Re: [OMPI users] MPI I/O, Romio vs Ompio on GPFS

2022-06-14 Thread Edgar Gabriel via users
Hi,

There are a few things that you could test to see whether they make difference.


  1.  Try to modify the number of aggregators used in collective I/O (assuming 
that the code uses collective I/O). You could try e.g. to set it to the number 
of nodes used (the algorithm determining the number of aggregators 
automatically is sometimes overly aggressive). E.g.

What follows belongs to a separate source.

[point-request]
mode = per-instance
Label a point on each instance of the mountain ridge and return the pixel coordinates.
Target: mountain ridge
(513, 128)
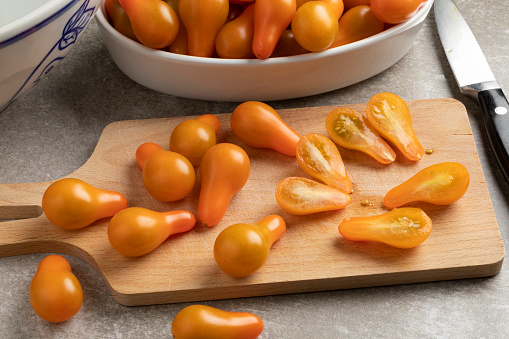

mpirun –mca io_ompio_num_aggregators 16 -np 256 ./executable name



(assuming here that you run 256 processes distributed on 16 nodes). Based on 
our tests from a while back gpfs was not super sensitive to this, but you never 
know, its worth a try.



  1.  If your data is large and mostly contiguous,  you could try to disable 
data sieving for write operations, e.g.



mpirun --mca fbtl_posix_write_datasieving 0 -np 256 ./…

Let me know if these make a difference. There are quite a couple of info 
objects that the gpfs fs component understands and that potentially could be 
used to tune the performance, but I do not have experience with them, they are 
based on code contributed by the HLRS a couple of years ago. You can still have 
a look at them and see whether some of them would make sense (source location: 
ompi/ompi/mca/fs/gpfs/fs_gpfs_file_set_info.c).

Thanks
Edgar


From: users  On Behalf Of Eric Chamberland 
via users
Sent: Saturday, June 11, 2022 9:28 PM
To: Open MPI Users 
Cc: Eric Chamberland ; Ramses van Zon 
; Vivien Clauzon ; 
dave.mar...@giref.ulaval.ca; Thomas Briffard 
Subject: Re: [OMPI users] MPI I/O, Romio vs Ompio on GPFS


Hi,

just almost found what I wanted with "--mca io_base_verbose 100"

Now I am looking at performances for GPFS and I must say OpenMPI 4.1.2 performs 
very poorly when it comes the time to write.

I am launching a 512 processes, read+compute (ghosts components of a mesh), and 
then later write a 79Gb file.

Here are the timings (all in seconds):



IO module ;  reading+ghost computing ; writing

ompio   ;   24.9   ; 2040+ (job got killed before completion)

romio321 ;  20.8; 15.6



I have run many times the job with Ompio module (the default) and Romio and the 
timings are always similar to those given.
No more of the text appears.